Hacker News new | comments | show | ask | jobs | submit login

This is part of my research and I'm happy to answer any questions.

I gave a preliminary poster about this a few months ago:

http://imiller.utsc.utoronto.ca/media/ci-2016/2016-06-03_a-s...

This project is under active development as I wrap up my PhD.




Typically, when one does a university research study in the US involving human subjects there are something like IRB requirements (e.g. [http://humansubjects.stanford.edu/new/resources/consent/] I see research mentioned on the website, and also that the entire world population is mentioned in the data set. Have you run into anything like this?


It's a synthetic world population derived from public population data; these are not real people (i.e. human subjects) and the source raw data were not identifiable or even individual-level data.

I nevertheless think there are a number of issues raised by the possibility of a human population database, but to be clear: pplapi does not have actual people in it. I am currently writing about some of these issues.


Until I looked at the actual data, I didn't realize this was synthetic either. The developer might want to make that clear in the header text. "Virtual Database" doesn't make this clear. I think "virtual database synthesizing the entire human population" might make it clearer.

That said. This is very impressive and has my imagination tingling with ways to apply it.


It was very clear to me from the title.

And secondly, I don't believe the author should pander to people who won't even visit the site and instead judge from titles.


I think virtual can either mean: stored /accessed on a computer, or simulated on a computer, which is what confused me.


where do you hear virtual used to mean digital data and not simulated or emulated. a virtual machine is a synthetic digital representation of physical hardware. virtual reality is a fake representation of reality. virtual memory is a simulacron of ram. a virtual assistant is not a dedicated helper.

i just googled the word virtual

     not physically existing as such but made by software to appear to do so.

     in effect or essence, if not in fact or reality; imitated, simulated. 
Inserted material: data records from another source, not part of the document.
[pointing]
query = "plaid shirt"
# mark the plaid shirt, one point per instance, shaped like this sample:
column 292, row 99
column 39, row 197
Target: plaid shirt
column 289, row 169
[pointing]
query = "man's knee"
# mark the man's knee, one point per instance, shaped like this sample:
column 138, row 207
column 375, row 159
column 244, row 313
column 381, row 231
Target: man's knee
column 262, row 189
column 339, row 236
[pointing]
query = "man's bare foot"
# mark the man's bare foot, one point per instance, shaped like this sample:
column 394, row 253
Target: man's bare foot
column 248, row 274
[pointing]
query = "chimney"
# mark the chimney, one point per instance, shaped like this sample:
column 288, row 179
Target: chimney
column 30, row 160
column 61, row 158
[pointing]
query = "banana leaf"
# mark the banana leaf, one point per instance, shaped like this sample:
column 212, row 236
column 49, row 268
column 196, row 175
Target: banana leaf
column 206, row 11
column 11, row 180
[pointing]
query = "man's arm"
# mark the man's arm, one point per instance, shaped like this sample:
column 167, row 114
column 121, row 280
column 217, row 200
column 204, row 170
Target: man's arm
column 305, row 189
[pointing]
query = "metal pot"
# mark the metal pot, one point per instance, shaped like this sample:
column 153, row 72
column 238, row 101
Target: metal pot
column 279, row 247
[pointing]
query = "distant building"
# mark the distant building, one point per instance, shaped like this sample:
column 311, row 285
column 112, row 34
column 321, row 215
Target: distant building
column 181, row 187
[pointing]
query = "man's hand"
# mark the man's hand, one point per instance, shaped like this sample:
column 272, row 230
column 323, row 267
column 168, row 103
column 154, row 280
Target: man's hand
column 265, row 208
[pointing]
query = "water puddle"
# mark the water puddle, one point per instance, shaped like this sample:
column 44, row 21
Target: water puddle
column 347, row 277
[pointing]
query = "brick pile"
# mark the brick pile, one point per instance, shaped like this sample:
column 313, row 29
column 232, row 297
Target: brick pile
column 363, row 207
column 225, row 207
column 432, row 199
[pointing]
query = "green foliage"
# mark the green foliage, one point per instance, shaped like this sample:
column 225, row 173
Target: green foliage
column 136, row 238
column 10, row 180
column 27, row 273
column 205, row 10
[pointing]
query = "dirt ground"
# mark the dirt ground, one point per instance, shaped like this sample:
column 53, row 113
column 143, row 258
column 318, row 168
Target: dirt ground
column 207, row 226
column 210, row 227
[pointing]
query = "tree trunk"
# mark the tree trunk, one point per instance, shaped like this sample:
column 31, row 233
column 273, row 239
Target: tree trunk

     simulated in a computer or online.
I suppose a counter example could be a virtual library, which is a digital representation of a library, not a simulation, but still the word virtual is not wrong in this context, if anything is confusing it is the word order. maybe A Database of Virtual ... instead of A Virtual Database


Thanks for providing a definition for the word "virtual."

I think part of the problem here is that I've invented something we don't have precise language for, yet. I call the agent population synthetic and I call the database virtual, and that's just the nomenclature I'm using.

I'm absolutely shocked at the number of people who feel deceived that this isn't an actual database of the entire human population.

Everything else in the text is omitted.